I am using Xenu's Link Sleuth (PageRank 7) to generate a list of URLs for a drupal site (and also find all the broken links). I am migrating a site to Drupal CMS and need to map the old URLs to the new URLs using a 301 redirect to move over all the SEO ranking values to the new URLs. Using Xenu's Link Sleuth has always been helpful but I was really surprised when I saw hundreds upon hundreds of URLs that are dynamically generated by Drupal.

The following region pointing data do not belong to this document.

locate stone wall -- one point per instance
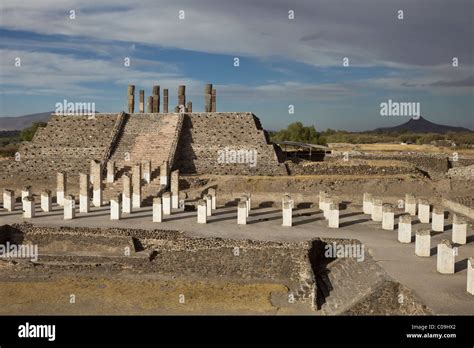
(66, 144)
(329, 285)
(339, 168)
(152, 137)
(206, 136)
(435, 165)
(171, 253)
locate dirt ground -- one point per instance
(387, 147)
(128, 294)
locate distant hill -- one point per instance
(21, 122)
(421, 125)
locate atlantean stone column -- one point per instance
(470, 275)
(131, 99)
(208, 98)
(127, 194)
(157, 210)
(167, 203)
(137, 186)
(367, 203)
(437, 218)
(164, 173)
(377, 210)
(147, 171)
(208, 199)
(410, 204)
(84, 201)
(69, 207)
(424, 211)
(202, 211)
(326, 205)
(149, 105)
(115, 211)
(333, 215)
(213, 100)
(459, 230)
(46, 201)
(423, 243)
(28, 207)
(446, 257)
(248, 199)
(25, 192)
(141, 105)
(212, 191)
(156, 99)
(404, 228)
(9, 200)
(175, 189)
(287, 214)
(110, 172)
(96, 174)
(388, 217)
(165, 100)
(181, 96)
(242, 213)
(61, 188)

Is there anyway to get a shorter list of the URL for 301 redirect purposes. I know I could use URL alias to list all the aliased URLs but that would not catch all the non-aliased paths.

All the best,
Guy Saban

Login to post comments

Sitemaps

J. Cohen's picture
J. Cohen - Fri, 2009-06-05 00:34

I use this tool:
http://www.auditmypc.com/free-sitemap-generator.asp

It obeys robots.txt if you want it to, and exports to spreadsheet. You can then select the column of URLs, paste into a text editor like Vim or Notepad++ and run macros on it to format the URLs how you want them.

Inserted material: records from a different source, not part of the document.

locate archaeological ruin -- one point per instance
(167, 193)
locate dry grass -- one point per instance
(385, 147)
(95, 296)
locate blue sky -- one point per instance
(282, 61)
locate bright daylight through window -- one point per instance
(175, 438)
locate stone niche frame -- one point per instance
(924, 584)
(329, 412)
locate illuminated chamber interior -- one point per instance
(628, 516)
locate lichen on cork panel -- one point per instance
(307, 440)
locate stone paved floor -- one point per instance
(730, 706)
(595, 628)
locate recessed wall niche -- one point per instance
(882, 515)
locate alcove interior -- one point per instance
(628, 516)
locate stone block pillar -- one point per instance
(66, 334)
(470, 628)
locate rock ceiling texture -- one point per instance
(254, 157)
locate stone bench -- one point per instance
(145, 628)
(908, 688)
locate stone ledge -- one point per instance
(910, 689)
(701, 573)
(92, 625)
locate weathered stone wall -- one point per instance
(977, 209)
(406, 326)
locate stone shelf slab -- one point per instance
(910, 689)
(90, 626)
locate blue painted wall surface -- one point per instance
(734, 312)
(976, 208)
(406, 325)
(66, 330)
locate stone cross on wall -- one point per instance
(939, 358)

EDIT: if you want to get rid of certain types of URLs run the text file of URLs through grep -v. See these tutorials for some more info on grep:
http://tips.webdesign10.com/a-grep-tutorial
http://tips.webdesign10.com/extracting-search-engine-hits-from-log-files

Example - to get rid of all URLs with ampersands in them you should be able to do something like this on the list of URLs:
grep -v '&' url_list.txt >new_url_list.txt

--
My Drupal Tutorials


Thanks for the info. much

guysaban - Mon, 2009-06-08 12:14

Thanks for the info. much appreciated.